Unnamed: 0,name,MDVP:Fo(Hz),MDVP:Fhi(Hz),MDVP:Flo(Hz),MDVP:Jitter(%),MDVP:Jitter(Abs),MDVP:RAP,MDVP:PPQ,Jitter:DDP,MDVP:Shimmer,...,Shimmer:DDA,NHR,HNR,status,RPDE,DFA,spread1,spread2,D2,PPE
0,phon_R01_S01_1,119.992,157.302,74.997,0.00784,7e-05,0.0037,0.00554,0.01109,0.04374,...,0.06545,0.02211,21.033,1,0.414783,0.815285,-4.813031,0.266482,2.301442,0.284654
1,phon_R01_S01_2,122.4,148.65,113.819,0.00968,8e-05,0.00465,0.00696,0.01394,0.06134,...,0.09403,0.01929,19.085,1,0.458359,0.819521,-4.075192,0.33559,2.486855,0.368674
2,phon_R01_S01_3,116.682,131.111,111.555,0.0105,9e-05,0.00544,0.00781,0.01633,0.05233,...,0.0827,0.01309,20.651,1,0.429895,0.825288,-4.443179,0.311173,2.342259,0.332634
3,phon_R01_S01_4,116.676,137.871,111.366,0.00997,9e-05,0.00502,0.00698,0.01505,0.05492,...,0.08771,0.01353,20.644,1,0.434969,0.819235,-4.117501,0.334147,2.405554,0.368975
4,phon_R01_S01_5,116.014,141.781,110.655,0.01284,0.00011,0.00655,0.00908,0.01966,0.06425,...,0.1047,0.01767,19.649,1,0.417356,0.823484,-3.747787,0.234513,2.33218,0.410335


In [17]:
# Get the features and labels from the DataFrame (dataset). 
## The features are all the columns except ‘status’, and the labels are those in the ‘status’ column.

features=df_data_1.loc[:,df_data_1.columns!='status'].values[:,1:]
labels=df_data_1.loc[:,'status'].values

In [18]:
# The ‘status’ column has values 0 and 1 as labels; 
## let’s get the counts of these labels for both- 0 and 1

print(labels[labels==1].shape[0], labels[labels==0].shape[0])

147 48


In [None]:
# We have 147 ones and 48 zeros in the status column in our dataset.

In [19]:
# Initialize a MinMaxScaler and scale the features between -1 and 1 to normalize them.
## The MinMaxScaler transforms features by scaling them to a given range. 
### The fit_transform() method fits to the data and then transforms it. We don’t need to scale the labels.

scaler=MinMaxScaler((-1,1))
x=scaler.fit_transform(features)
y=labels

In [20]:
# Now, split the dataset into training and testing sets keeping 20% of the data for testing.
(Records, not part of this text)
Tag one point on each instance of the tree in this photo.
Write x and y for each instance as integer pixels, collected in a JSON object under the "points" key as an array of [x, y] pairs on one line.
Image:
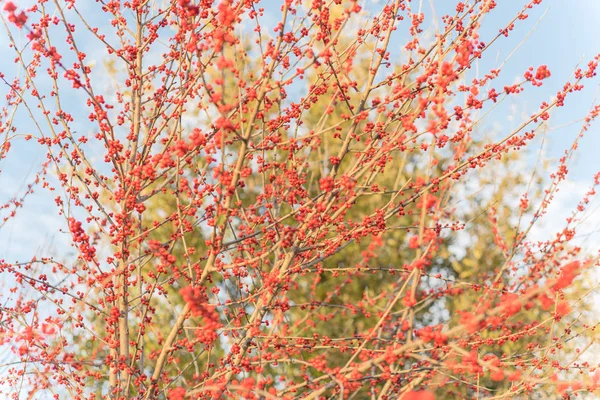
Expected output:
{"points": [[275, 216]]}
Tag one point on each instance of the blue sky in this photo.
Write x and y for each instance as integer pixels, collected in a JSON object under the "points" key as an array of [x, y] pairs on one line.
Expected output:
{"points": [[567, 33]]}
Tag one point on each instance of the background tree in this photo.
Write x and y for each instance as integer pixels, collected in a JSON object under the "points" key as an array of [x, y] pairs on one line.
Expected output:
{"points": [[279, 216]]}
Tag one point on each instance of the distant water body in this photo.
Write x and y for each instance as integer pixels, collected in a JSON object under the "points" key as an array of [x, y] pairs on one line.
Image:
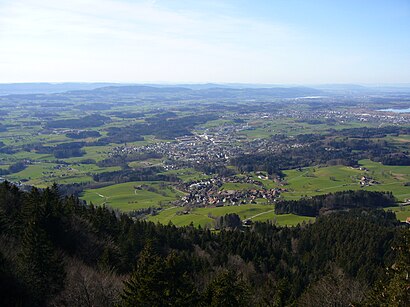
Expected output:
{"points": [[396, 110]]}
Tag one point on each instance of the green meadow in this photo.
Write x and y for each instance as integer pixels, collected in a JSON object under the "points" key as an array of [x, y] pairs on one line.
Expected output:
{"points": [[206, 216], [128, 197], [402, 212]]}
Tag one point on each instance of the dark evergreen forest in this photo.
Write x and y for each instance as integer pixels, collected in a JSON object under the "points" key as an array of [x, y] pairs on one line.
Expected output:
{"points": [[58, 251]]}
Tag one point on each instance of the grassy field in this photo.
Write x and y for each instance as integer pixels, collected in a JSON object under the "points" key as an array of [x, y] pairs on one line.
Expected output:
{"points": [[238, 186], [126, 197], [402, 213], [321, 180], [206, 216]]}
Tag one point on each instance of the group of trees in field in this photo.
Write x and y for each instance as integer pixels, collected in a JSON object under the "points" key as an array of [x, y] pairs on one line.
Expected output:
{"points": [[58, 251]]}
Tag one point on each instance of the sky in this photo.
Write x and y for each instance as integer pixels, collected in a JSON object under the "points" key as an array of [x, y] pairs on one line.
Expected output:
{"points": [[200, 41]]}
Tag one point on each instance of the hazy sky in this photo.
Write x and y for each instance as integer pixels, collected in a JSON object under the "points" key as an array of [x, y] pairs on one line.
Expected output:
{"points": [[272, 41]]}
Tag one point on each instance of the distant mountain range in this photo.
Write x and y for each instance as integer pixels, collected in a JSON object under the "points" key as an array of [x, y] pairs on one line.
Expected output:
{"points": [[207, 89]]}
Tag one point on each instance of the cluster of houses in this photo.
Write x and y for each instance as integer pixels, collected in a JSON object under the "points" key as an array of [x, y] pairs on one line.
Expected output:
{"points": [[366, 181], [209, 193]]}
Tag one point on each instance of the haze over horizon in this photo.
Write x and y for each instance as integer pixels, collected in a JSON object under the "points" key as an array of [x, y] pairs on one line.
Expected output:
{"points": [[270, 42]]}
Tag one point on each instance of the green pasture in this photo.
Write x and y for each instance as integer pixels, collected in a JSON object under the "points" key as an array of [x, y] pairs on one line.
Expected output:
{"points": [[206, 216], [402, 212], [238, 186], [127, 197], [321, 180]]}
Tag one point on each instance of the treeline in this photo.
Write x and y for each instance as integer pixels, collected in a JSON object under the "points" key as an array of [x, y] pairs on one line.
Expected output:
{"points": [[59, 252], [320, 204]]}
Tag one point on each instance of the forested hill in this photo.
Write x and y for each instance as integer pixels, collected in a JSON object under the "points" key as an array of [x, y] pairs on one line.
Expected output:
{"points": [[59, 252]]}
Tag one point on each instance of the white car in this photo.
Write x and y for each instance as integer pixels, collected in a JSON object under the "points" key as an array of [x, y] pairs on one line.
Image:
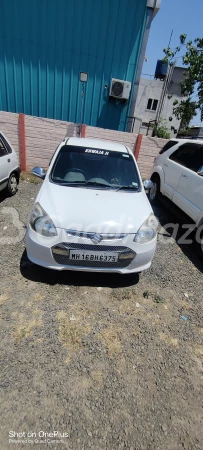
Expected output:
{"points": [[92, 212], [9, 167], [178, 175]]}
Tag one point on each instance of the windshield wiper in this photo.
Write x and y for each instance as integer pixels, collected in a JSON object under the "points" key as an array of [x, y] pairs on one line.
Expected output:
{"points": [[133, 188], [95, 183]]}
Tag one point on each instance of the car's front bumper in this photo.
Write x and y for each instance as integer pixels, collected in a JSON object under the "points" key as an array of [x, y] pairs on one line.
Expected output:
{"points": [[39, 251]]}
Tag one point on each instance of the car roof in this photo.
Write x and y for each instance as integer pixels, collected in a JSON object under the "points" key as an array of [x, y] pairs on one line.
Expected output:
{"points": [[97, 143], [182, 141]]}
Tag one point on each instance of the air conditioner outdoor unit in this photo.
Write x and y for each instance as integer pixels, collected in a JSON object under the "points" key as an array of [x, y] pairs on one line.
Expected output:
{"points": [[120, 89]]}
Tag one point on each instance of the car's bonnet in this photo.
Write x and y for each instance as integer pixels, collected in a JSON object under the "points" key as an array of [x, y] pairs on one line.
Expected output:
{"points": [[97, 210]]}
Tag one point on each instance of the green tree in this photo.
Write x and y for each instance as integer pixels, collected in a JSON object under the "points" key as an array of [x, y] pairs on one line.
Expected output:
{"points": [[193, 77]]}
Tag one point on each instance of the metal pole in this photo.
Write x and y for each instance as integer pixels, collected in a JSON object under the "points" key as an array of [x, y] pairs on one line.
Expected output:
{"points": [[82, 106]]}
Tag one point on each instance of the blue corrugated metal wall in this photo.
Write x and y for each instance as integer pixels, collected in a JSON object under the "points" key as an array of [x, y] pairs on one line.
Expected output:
{"points": [[44, 44]]}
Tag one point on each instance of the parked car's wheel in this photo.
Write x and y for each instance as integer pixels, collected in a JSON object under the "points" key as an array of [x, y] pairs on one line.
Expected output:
{"points": [[154, 192], [12, 186]]}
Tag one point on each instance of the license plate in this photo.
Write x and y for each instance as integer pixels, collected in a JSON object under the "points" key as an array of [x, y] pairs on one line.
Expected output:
{"points": [[80, 255]]}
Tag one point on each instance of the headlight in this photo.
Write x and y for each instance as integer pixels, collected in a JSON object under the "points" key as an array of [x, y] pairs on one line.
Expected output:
{"points": [[41, 222], [147, 231]]}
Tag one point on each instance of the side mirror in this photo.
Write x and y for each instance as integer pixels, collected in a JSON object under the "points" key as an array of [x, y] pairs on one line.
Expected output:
{"points": [[147, 184], [39, 172], [200, 171]]}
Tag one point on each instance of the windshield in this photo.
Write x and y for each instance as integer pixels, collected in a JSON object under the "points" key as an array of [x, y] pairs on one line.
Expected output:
{"points": [[91, 167]]}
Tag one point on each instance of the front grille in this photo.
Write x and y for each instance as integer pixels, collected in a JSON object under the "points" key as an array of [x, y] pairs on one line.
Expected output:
{"points": [[65, 261]]}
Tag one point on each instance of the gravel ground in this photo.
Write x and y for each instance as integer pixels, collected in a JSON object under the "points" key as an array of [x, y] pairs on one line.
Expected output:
{"points": [[106, 359]]}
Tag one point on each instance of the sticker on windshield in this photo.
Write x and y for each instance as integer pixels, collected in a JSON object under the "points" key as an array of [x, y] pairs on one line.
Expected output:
{"points": [[97, 152]]}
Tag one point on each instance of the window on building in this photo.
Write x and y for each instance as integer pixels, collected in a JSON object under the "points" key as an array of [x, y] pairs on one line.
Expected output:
{"points": [[152, 104]]}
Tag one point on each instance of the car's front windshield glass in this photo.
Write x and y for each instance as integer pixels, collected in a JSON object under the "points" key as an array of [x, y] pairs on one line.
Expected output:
{"points": [[95, 168]]}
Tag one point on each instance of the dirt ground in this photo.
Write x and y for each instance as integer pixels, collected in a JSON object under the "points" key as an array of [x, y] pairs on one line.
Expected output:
{"points": [[113, 361]]}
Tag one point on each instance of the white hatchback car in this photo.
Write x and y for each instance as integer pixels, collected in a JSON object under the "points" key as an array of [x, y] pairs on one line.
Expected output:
{"points": [[92, 212], [9, 167], [178, 175]]}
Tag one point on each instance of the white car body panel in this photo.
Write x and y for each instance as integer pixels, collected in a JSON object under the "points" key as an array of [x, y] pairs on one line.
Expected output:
{"points": [[92, 210], [181, 185]]}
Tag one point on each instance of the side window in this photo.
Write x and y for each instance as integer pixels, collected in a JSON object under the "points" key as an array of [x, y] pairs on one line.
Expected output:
{"points": [[167, 146], [197, 162], [3, 151], [8, 148], [185, 155]]}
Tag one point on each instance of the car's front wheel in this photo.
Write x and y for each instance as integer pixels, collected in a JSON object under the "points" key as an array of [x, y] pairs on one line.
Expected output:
{"points": [[154, 192], [12, 186]]}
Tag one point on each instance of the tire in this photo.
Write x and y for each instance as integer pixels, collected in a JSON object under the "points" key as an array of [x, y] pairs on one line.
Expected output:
{"points": [[12, 186], [154, 193]]}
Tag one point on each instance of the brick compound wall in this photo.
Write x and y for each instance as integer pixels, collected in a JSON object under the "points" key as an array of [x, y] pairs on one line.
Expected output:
{"points": [[42, 136]]}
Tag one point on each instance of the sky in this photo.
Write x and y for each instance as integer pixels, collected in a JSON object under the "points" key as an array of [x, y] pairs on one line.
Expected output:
{"points": [[181, 16]]}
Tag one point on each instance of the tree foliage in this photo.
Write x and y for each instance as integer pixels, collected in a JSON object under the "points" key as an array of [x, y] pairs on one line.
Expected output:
{"points": [[193, 76]]}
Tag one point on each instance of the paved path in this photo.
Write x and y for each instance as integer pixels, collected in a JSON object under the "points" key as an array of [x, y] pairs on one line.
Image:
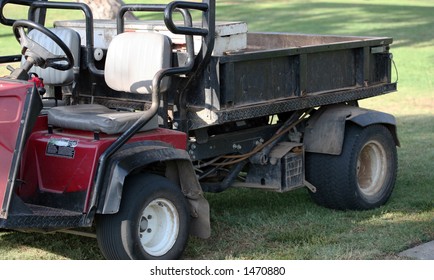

x_train,x_test,y_train,y_test=train_test_split(x, y, test_size=0.2, random_state=7)

In [21]:
# Initialize an XGBClassifier and train the model.
## This classifies using eXtreme Gradient Boosting- using gradient boosting algorithms for modern data science problems. 
### It falls under the category of Ensemble Learning in ML, where we train and predict using many models to produce one superior output.

model=XGBClassifier()
model.fit(x_train,y_train)

In [22]:
# Find the Accuracy of the model
## Finally, generate y_pred (predicted values for x_test) and calculate the accuracy for the model. Print it out.

y_pred=model.predict(x_test)
print(accuracy_score(y_test, y_pred)*100)

94.87179487179486


## Conclusion

### In this Python machine learning project, we learned to detect the presence of Parkinson’s Disease in individuals using various factors. We used an XGBClassifier for this and made use of the sklearn library to prepare the dataset. This gives us an accuracy of 94.87%, which is great considering the number of lines of code in this python project.